ECONOMYNEXT- China’s Sinopec which has been assigned 150 fuel retail outlets in sri Lanka which were operated by Ceylon Petroleum Corporation, has been given the nod to set up another 50 stations, Energy Minister Kanchana Wijesekera has said.

Out of 150 stations, Sinopec has already signed up 145, Minister Wijesekera had said at a dealer convention of the new company.

‘Also we have given them the opportunity to start 50 brand new stations, in locations that may fit the requirements that exists,” Minister Wijesekera said in comments broadcast by Sri Lanka’s Derana Television.

“But it is not necessary to be restricted to 200 fuel stations. If there are any requests made by you we will be open to consideration for agreements with dealers and distributors.”

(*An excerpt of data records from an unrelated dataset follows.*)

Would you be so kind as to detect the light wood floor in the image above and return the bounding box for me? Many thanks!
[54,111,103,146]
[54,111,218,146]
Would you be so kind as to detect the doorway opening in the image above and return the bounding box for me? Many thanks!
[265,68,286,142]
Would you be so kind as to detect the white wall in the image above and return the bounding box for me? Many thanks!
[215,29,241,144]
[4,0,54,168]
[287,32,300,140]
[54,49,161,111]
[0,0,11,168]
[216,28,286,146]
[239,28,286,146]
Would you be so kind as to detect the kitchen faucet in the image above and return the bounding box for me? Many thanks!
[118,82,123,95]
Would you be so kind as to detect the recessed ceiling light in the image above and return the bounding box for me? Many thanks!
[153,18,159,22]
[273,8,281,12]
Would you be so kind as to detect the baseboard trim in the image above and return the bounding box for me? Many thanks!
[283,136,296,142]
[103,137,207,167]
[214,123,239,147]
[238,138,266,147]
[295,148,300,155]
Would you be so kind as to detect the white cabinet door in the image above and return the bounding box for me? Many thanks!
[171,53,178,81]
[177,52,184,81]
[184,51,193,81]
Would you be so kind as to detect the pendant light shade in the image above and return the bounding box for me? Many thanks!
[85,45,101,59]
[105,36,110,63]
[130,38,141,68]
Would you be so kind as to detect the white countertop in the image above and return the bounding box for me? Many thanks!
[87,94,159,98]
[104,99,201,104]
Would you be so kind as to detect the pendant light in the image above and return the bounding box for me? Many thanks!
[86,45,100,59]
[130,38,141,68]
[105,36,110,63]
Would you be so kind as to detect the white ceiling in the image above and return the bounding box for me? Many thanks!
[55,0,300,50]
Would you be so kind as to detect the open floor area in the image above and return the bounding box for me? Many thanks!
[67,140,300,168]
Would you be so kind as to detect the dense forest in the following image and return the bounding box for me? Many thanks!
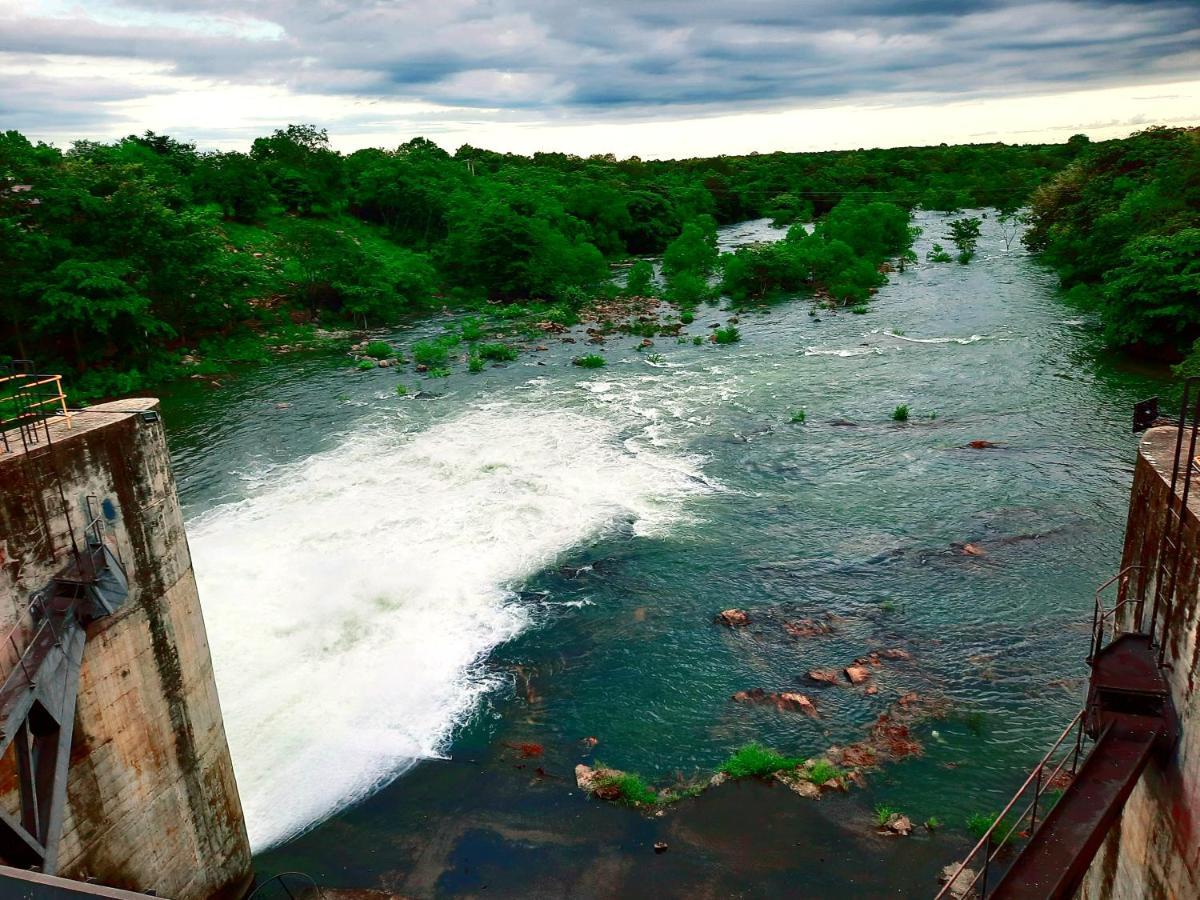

Minister Wijesekera attended the dealer convention where China’s ambassador to Colombo Qi Zhenhong was also present.

Sinopec was supposed to enter Sri Lanka in 2003 under current President Ranil Wickremesinghe who was then Prime Minister. At the time India’s IOC entered Sri Lanka.

“Under the leadership of the then prime minister Ranil Wickremesinghe, two companies asked to take part in the retail operations,” Minister Wijesekera said.

“Unfortunately due to the change of government in 2004 the companies could not take part, and due to the political changes and policy changes.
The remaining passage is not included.